People thronged past. She faced a rack of bags. So, options, text someone to bring a bag. Go back and get it, but time and money, time and money. Five Georges for porting home and back. Steal one. Buy a new one. Get caught stealing a bag was a dime. Who to text to bring one? Everyone else had ported out on holi, but she had to work. Not friggin’ far, not friggin far at all. Welcome to her life.

So buy one. Gawd, two Georges. Were these getting more expensive? Why did she forget the friggin’ bag? Stupid. She slapped her temple. Stupid.

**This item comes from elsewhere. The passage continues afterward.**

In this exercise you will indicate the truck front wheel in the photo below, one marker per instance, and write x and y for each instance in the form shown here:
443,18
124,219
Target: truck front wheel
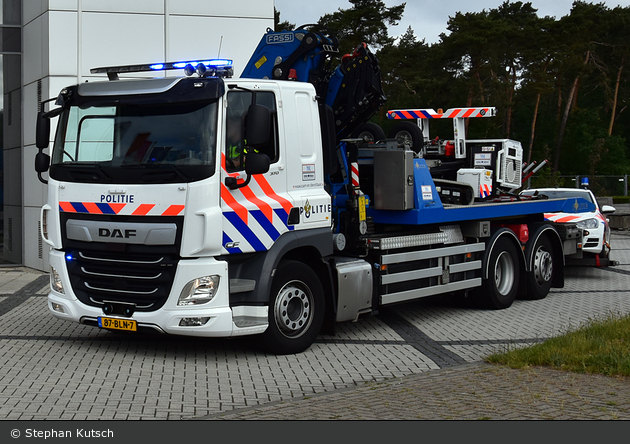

The bag was bought but that just started a whole other chain, syncing it to her head — and another George, gawd — and this bag wasn’t listed, forcing her to walk through the store and compare the items, like, manually, like some factory worker or some girl at a jewelry counter, because there was no list in the bag to tell her to pick something up and put it in. Good thing, sync did bring up her checking and budget so she knew what could be spent. Least the bag was telling her that. Wouldn’t want to exceed the budg and bring on the wrath.

And she had to remember what was on the list. Shit wasn’t easy. Like, did she need milk this week? The frig always told the list what she needed. She didn’t know. So she didn’t know. Probably all kinds of messed up. Who knows if the syncing was right? She hadn’t done one in all kinds of yesterdays. Didn’t even know if the bag was porting it to the right place. She peered into the small purple cloth sack. It was all gone, all right, but where? She could recall it all, go home, she shoulda just gone home and got her bag, suck up the time and Georges, way it was going, she would have only be out one or two Georges that route and a whole lotta less stress and aggravation, which she already was feeling, having won the lottery to work a holi weekend.

Ah, fuck it. Heather lowered her head and succumbed to getting it done, because that’s how the world work, but she couldn’t do it without multiple sighs and a pitying chorus in her head. She hated being eighty. Retirement couldn’t come soon enough.